Involvement of 5-HT1A receptors of the thalamic descending pathway in the analgesic effect of intramuscular heating-needle stimulation in a rat model of lumbar disc herniation.

Background: Intramuscular (IM) heating-needle therapy, a non-painful thermal therapy, has been found to exert an analgesic effect via the thalamic ventromedial (VM) nucleus, solely by reducing the triggering threshold for descending inhibition; this could be modulated by intracephalic 5-hydroxytryptamine-1A (5-HT1A) receptors, rather than via the regular analgesia pathway. In this study, the effect and the potential serotonergic mechanism of IM heating-needle stimulation at 43°C were explored in the case of the pathological state of lumbar disc herniation (LDH). Methods: A modified classic rat model of LDH, induced via autologous nucleus pulposus implantation, was utilized. IM inner heating-needles were applied at the attachment point of skeletal muscle on both sides of the L4 and L5 spinous processes. WAY-100635 and 8-OH-DAPT, 5-HT1A receptor antagonist and agonist, were separately injected into the bilateral thalamic mediodorsal (MD) and VM nucleus via an intrathalamic catheter. Nociception was assessed by bilateral paw withdrawal reflexes elicited by noxious mechanical and heat stimulation.
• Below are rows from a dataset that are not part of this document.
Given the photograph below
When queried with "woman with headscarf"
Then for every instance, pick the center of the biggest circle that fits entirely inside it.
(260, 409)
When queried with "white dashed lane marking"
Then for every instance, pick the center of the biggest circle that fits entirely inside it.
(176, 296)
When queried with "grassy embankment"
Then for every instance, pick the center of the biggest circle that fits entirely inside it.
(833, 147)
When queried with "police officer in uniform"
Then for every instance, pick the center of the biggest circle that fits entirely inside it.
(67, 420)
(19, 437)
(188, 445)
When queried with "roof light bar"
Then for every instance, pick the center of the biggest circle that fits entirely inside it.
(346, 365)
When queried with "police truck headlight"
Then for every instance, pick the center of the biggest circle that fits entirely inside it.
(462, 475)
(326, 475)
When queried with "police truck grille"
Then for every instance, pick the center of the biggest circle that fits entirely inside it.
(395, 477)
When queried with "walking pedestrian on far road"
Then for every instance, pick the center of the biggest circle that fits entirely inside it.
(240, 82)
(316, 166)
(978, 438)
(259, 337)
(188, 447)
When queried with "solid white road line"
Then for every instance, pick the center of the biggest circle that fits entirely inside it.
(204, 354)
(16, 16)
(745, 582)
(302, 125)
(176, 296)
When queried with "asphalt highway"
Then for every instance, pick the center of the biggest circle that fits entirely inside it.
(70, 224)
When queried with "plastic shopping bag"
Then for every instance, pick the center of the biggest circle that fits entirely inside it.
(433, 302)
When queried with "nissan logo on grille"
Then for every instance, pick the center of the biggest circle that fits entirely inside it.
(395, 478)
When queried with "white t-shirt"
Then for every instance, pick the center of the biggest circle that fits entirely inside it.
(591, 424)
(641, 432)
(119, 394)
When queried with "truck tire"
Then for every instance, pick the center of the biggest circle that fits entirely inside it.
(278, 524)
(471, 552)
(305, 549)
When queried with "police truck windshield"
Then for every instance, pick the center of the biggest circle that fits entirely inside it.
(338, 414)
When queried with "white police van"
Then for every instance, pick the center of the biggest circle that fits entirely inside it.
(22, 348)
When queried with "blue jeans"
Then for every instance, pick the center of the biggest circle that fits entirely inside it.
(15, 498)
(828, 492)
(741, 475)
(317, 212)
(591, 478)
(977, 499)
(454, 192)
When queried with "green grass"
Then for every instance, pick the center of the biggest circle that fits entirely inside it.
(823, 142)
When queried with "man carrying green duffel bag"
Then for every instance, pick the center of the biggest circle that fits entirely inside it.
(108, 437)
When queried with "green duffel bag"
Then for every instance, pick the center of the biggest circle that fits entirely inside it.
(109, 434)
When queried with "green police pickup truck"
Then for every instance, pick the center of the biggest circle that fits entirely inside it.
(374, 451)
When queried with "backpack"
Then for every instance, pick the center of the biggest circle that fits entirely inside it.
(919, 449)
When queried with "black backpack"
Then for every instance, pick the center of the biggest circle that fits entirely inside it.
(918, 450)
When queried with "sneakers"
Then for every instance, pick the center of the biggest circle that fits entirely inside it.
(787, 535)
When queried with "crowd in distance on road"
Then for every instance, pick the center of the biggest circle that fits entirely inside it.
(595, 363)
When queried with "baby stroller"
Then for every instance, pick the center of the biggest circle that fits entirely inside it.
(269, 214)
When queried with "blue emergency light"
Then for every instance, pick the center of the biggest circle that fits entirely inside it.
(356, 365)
Results: IM heating-needle stimulation at a temperature of 43°C for 30 or 45 min significantly relieved both mechanical and heat hyperalgesia in the rat model of LDH (P < 0.05). Heat hyperalgesia was found to be significantly enhanced by administration of WAY-100635 into the thalamic VM nucleus, blocking the effect of heating-needle stimulation in a dose-dependent manner (P < 0.05), while no effects were detected after injection into the thalamic MD nucleus (P > 0.05). Injection of 8-OH-DAPT into the thalamic MD nucleus exerted no modulating effects on either mechanical or heat hyperalgesia (P > 0.05). Conclusion: IM heating-needle stimulation at 43°C for 30 min may activate 5-HT1A mechanisms, via the thalamic VM nucleus, to attenuate hyperalgesia in a rat model of LDH. This innocuous form of thermal stimulation is speculated to selectively activate the descending inhibition mediated by the thalamic VM nucleus, exerting an analgesic effect, without the involvement of descending facilitation of the thalamic MD nucleus.